Flash-forward a few hours and I’m out at a frat party. My buddy has been getting with this one chick all night, and he asks me to occupy her friend so he can seal the deal. Like any good friend would, I oblige.
I end up taking this girl back to my room and she starts giving me head. She is a pro, I lie down and close my eyes, while she does some serious work. Out of nowhere, I feel a terrible pain in my stomach and realize I am about to yack. I tried pushing her out of the way, but no avail. I look up at her, and she is covered in a mix of about 12 Rolling Rocks and a dish of chicken giambotta that has been brewing in my stomach for the past six hours.
Feeling defeated, I throw all my puke-covered sheets on the ground, roll over and pass the f*ck out, without saying a word to this chick. I assume she’s mad, but I could care less at this point.

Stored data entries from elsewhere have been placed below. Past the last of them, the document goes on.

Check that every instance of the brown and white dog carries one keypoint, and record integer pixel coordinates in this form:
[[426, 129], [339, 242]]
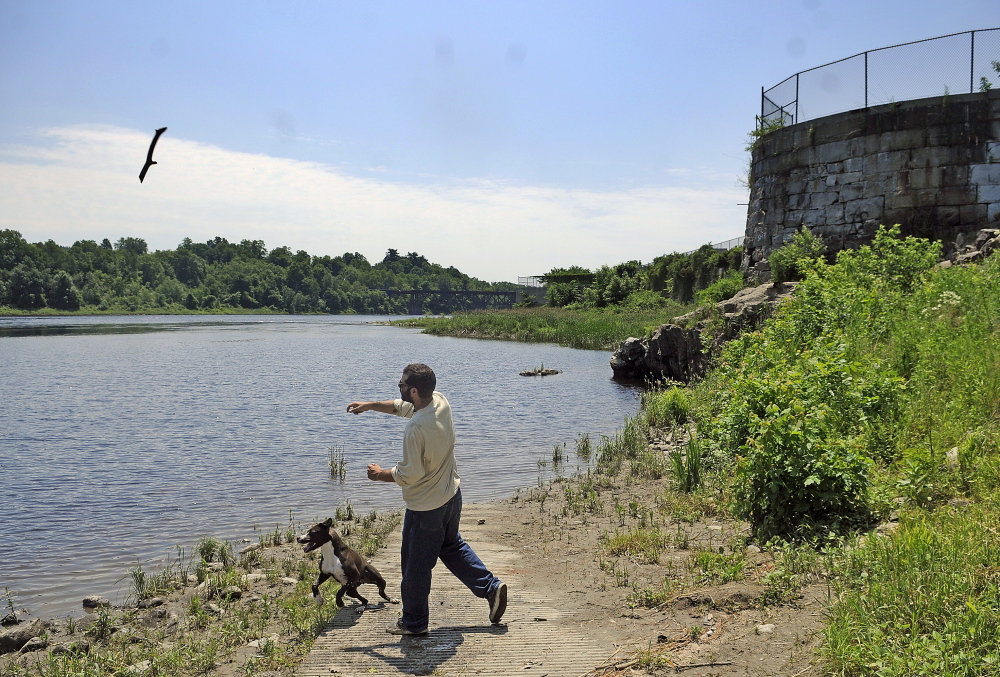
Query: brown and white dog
[[343, 563]]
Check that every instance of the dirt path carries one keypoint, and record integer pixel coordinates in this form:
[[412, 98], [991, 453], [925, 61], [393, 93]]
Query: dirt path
[[570, 611]]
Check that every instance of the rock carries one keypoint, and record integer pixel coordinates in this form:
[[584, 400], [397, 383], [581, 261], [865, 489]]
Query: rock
[[140, 668], [35, 644], [15, 637], [270, 639], [79, 646], [951, 458], [92, 602], [675, 353], [539, 371]]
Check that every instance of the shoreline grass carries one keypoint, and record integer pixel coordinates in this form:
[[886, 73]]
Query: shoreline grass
[[204, 622]]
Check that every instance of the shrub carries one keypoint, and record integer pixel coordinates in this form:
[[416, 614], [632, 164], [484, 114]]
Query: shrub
[[790, 260], [722, 289], [796, 482]]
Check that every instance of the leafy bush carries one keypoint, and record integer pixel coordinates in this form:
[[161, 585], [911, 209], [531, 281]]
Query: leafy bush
[[724, 288], [789, 261], [797, 482]]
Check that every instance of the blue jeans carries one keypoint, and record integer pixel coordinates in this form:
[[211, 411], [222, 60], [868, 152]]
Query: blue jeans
[[427, 536]]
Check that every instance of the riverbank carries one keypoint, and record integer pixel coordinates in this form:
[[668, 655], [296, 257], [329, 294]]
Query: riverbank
[[664, 576], [589, 329]]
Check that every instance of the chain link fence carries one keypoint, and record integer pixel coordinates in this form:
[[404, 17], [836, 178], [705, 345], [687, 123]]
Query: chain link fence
[[958, 63]]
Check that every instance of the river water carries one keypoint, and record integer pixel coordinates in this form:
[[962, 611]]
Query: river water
[[124, 438]]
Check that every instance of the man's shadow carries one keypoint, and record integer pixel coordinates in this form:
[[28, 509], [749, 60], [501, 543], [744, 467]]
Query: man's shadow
[[423, 654]]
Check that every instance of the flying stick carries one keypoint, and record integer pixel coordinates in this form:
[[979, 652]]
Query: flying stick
[[149, 154]]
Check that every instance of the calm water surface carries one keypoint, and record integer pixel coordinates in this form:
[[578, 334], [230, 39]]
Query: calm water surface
[[122, 438]]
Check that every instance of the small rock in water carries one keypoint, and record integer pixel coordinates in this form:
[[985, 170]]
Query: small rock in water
[[95, 602]]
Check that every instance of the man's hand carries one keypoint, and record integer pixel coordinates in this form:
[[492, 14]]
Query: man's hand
[[358, 407]]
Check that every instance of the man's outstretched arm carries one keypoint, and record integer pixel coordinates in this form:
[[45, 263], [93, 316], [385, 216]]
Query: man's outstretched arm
[[386, 407]]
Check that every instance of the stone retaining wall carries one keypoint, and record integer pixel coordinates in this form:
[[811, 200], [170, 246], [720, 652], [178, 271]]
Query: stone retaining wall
[[930, 165]]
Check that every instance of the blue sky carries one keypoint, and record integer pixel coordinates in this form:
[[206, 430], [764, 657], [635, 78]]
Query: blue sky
[[503, 138]]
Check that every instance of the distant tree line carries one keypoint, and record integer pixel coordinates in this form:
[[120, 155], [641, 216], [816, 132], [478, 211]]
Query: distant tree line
[[677, 277], [214, 275]]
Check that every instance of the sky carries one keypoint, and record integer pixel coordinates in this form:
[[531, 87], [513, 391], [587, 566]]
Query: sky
[[502, 138]]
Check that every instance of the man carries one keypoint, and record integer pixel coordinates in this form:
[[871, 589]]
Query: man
[[428, 475]]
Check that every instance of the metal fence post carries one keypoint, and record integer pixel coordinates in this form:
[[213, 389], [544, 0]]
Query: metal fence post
[[796, 118], [972, 63]]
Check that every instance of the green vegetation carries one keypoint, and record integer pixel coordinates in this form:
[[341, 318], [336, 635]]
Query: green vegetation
[[594, 329], [676, 277], [874, 392], [878, 383], [214, 277], [790, 261], [213, 624]]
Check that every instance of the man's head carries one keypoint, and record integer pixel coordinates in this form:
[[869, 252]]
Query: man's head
[[418, 376]]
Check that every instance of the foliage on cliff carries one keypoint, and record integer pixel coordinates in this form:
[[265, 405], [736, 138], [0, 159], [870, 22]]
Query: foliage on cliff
[[677, 277], [876, 390], [215, 276]]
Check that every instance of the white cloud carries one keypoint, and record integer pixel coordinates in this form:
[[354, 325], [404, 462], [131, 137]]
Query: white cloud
[[82, 182]]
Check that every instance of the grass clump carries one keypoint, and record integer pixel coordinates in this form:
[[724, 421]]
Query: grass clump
[[921, 601], [667, 408]]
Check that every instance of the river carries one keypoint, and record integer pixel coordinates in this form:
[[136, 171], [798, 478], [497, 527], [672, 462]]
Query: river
[[125, 438]]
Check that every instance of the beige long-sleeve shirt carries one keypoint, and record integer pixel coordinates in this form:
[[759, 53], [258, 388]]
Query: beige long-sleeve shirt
[[428, 473]]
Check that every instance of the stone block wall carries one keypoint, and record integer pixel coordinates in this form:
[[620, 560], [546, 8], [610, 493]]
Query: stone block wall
[[930, 165]]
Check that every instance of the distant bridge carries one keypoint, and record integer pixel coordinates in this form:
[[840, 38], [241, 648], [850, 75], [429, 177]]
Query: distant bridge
[[454, 300]]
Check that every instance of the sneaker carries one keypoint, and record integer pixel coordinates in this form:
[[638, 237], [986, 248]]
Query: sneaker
[[398, 628], [498, 603]]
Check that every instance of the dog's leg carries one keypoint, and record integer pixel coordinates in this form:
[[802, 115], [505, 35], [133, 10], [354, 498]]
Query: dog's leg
[[376, 578], [317, 596], [352, 590]]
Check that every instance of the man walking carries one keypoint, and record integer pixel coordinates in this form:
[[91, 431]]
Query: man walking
[[428, 475]]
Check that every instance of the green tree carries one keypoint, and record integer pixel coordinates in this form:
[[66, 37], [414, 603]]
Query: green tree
[[13, 249], [26, 287], [63, 293], [136, 245]]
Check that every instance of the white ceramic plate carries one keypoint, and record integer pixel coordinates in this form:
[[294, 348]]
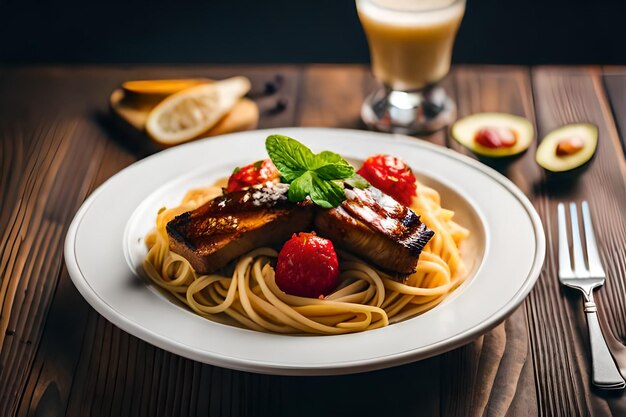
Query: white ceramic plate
[[104, 249]]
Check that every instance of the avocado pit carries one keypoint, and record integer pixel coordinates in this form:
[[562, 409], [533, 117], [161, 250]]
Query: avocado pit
[[494, 135], [569, 146]]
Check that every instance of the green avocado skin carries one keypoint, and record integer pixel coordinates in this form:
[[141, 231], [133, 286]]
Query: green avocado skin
[[546, 151], [464, 130]]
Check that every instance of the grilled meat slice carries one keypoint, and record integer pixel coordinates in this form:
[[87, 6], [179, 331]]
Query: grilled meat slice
[[378, 228], [230, 225]]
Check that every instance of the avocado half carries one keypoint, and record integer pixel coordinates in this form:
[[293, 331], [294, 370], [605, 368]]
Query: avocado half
[[549, 159], [464, 131]]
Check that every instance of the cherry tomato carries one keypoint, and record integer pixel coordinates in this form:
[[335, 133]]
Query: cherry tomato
[[390, 175], [307, 266], [259, 172]]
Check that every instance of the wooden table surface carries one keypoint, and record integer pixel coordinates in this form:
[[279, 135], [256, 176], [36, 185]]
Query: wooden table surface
[[59, 357]]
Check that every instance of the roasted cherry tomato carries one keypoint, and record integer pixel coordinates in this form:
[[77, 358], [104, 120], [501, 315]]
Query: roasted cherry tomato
[[390, 175], [307, 266], [259, 172]]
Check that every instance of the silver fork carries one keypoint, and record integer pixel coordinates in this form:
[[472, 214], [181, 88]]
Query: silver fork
[[604, 371]]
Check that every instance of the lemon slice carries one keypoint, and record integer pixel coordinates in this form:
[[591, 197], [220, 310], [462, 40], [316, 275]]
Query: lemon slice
[[189, 113]]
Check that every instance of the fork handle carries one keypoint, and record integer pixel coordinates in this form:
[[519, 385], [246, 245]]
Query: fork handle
[[604, 372]]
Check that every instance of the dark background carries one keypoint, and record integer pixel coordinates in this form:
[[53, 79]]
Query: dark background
[[268, 31]]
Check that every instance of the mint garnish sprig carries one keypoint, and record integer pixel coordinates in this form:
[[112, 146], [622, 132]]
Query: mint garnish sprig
[[318, 176]]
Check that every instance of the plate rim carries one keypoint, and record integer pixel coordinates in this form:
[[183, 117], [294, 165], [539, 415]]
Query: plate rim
[[328, 368]]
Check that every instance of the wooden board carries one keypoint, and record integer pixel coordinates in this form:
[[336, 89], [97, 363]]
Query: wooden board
[[59, 357], [131, 116]]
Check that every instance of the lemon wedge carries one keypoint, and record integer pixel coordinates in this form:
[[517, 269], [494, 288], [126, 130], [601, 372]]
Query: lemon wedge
[[189, 113]]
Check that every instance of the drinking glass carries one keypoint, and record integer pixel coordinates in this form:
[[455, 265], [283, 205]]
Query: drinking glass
[[410, 45]]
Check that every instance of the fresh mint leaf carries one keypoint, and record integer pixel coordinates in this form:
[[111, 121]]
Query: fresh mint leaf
[[357, 181], [335, 171], [326, 194], [331, 166], [292, 159], [301, 187], [328, 157], [317, 176]]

I wake up the next morning expecting to find my sheets on the ground and to some angry texts from this chick. To my surprise all my sheets are draped over chairs. Whatever, maybe I did that in the middle of the night and just forgot. Then I find a note from this girl saying she had a lot of fun hanging out with me, and that she washed my sheets after I fell asleep. WHAT AN ANGEL! She took care of the two things I hate most in this world, vomit and laundry.
It honestly slipped my mind that Rolling Rock was even a beer. Who the f*ck walks into a distributor and thinks, "Oh yeah, it's a Rolling Rock night, tongiht!!"?